Sarà perché sono due aziende quotate, sarà perché i Google Glass avevano già una copertura mediatica rilevante, ma la notizia che Luxottica e Google hanno firmato un accordo per la produzione dei Glass, ha inondato il web e ha ottenuto migliaia di referenze sui motori di ricerca, a soli pochi giorni dall’annuncio del 24 marzo.

La notizia si presta ad alcune considerazioni.

Primo aspetto. Finalmente Google ha trovato un partner giusto. Suvvia, non raccontiamo bugie, ma i Glass nella loro versione attuale sono veramente brutti! L’alleanza con il grande maker di montature per occhiali, e, soprattutto, con chi ha in casa i tutti i grandi brand e gli stilisti del mestiere, promette molto bene. E’ un accordo che apre nuove prospettive d’innovazione di prodotto, e che va nella scia del design che incontra la tecnologia, un trend che conosciamo bene e che si è affermato da tempo.
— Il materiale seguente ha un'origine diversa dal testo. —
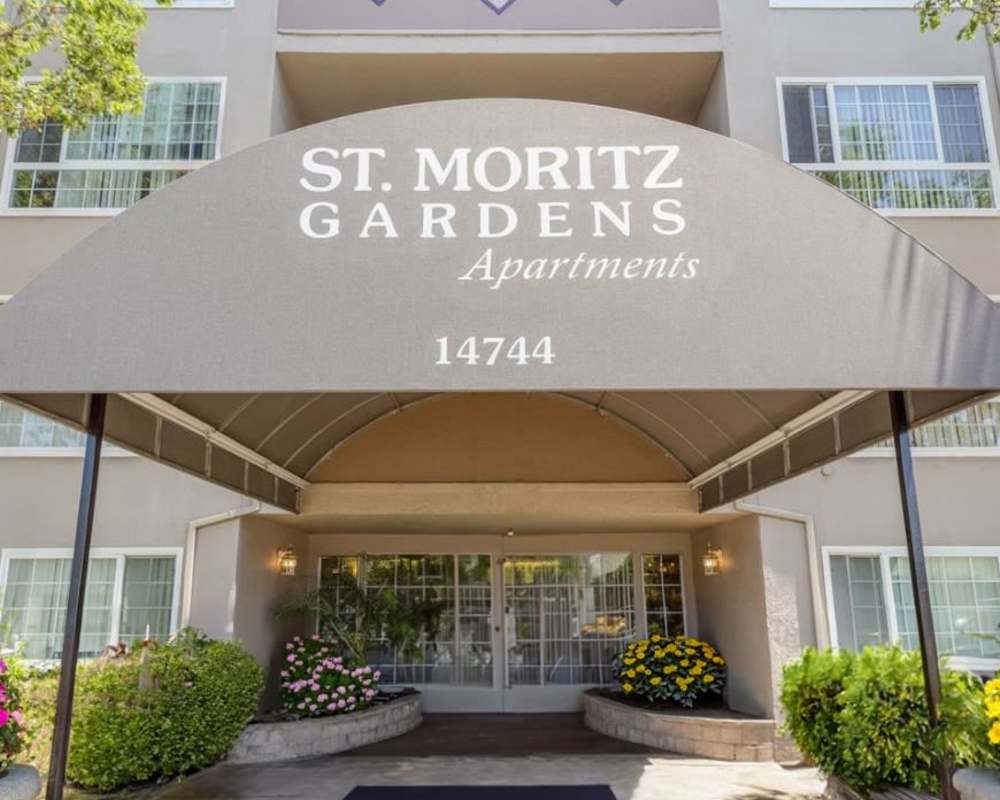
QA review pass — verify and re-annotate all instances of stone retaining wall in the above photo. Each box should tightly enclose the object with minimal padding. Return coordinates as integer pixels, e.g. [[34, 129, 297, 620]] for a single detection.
[[955, 769, 1000, 800], [583, 693, 776, 761], [228, 694, 423, 764]]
Secondo aspetto. Che sia giunto, forse, il momento del rinnovamento delle montature per occhiali nella direzione di un matrimonio con le tecnologie? In effetti, la versione odierna del prodotto risale a cent’anni fa e, nel tempo, si è evoluta con l’adozione di nuovi materiali e mille combinazioni di stili e forme. Questa nuova traiettoria sarebbe, invece, quella giusta: mettersi un chip addosso è, al momento, una moda, destinata ad invadere l’abbigliamento e gli accessori. Non è da escludere che prossimamente, nelle fiere specializzate come Pitti Uomo, vedremo padiglioni dedicati a questa nuova tendenza.
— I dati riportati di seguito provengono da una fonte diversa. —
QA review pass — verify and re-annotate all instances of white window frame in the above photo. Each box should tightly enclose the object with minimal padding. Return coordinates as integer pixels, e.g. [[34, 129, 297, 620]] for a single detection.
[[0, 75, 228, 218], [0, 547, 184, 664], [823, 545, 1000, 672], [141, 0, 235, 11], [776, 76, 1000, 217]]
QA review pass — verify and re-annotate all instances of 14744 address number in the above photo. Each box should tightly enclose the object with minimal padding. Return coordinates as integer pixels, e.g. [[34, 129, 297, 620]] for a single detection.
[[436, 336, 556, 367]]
Terzo aspetto. L’accordo è siglato tra due partner che presentano molte complementarietà. La catena del valore dell’accessorio nell’abbigliamento ha un disperato bisogno di innovazione, non solo di prodotto, ma anche dei processi commerciali e distributivi. Ci sono solo pochi, timidi tentativi, che al momento non hanno riscosso un grande successo, nel campo della simulazione via computer per indossare un capo di abbigliamento o un suo componente. Le potenzialità sono infinite: qualsiasi nostra immagine reale, catturata da una webcam, si presta ad essere manipolata con la prova di un prodotto selezionato da un catalogo. Non solo gli occhiali, ma – perché no – anche i gioielli, un taglio di capelli, una cravatta, un cappello, un qualsiasi indumento. Il problema è che produrre software di qualità per realizzare applicazioni di questo tipo è molto difficile: in mancanza di una grande facilità d’uso, questi servizi non sono convincenti e non sfonderanno sul mercato. Per realizzare questi progetti, devono scendere in campo aziende visionarie con capacità d’investimento, e Google e Luxottica sono due giganti nei rispettivi settori con le potenzialità giuste per innovare.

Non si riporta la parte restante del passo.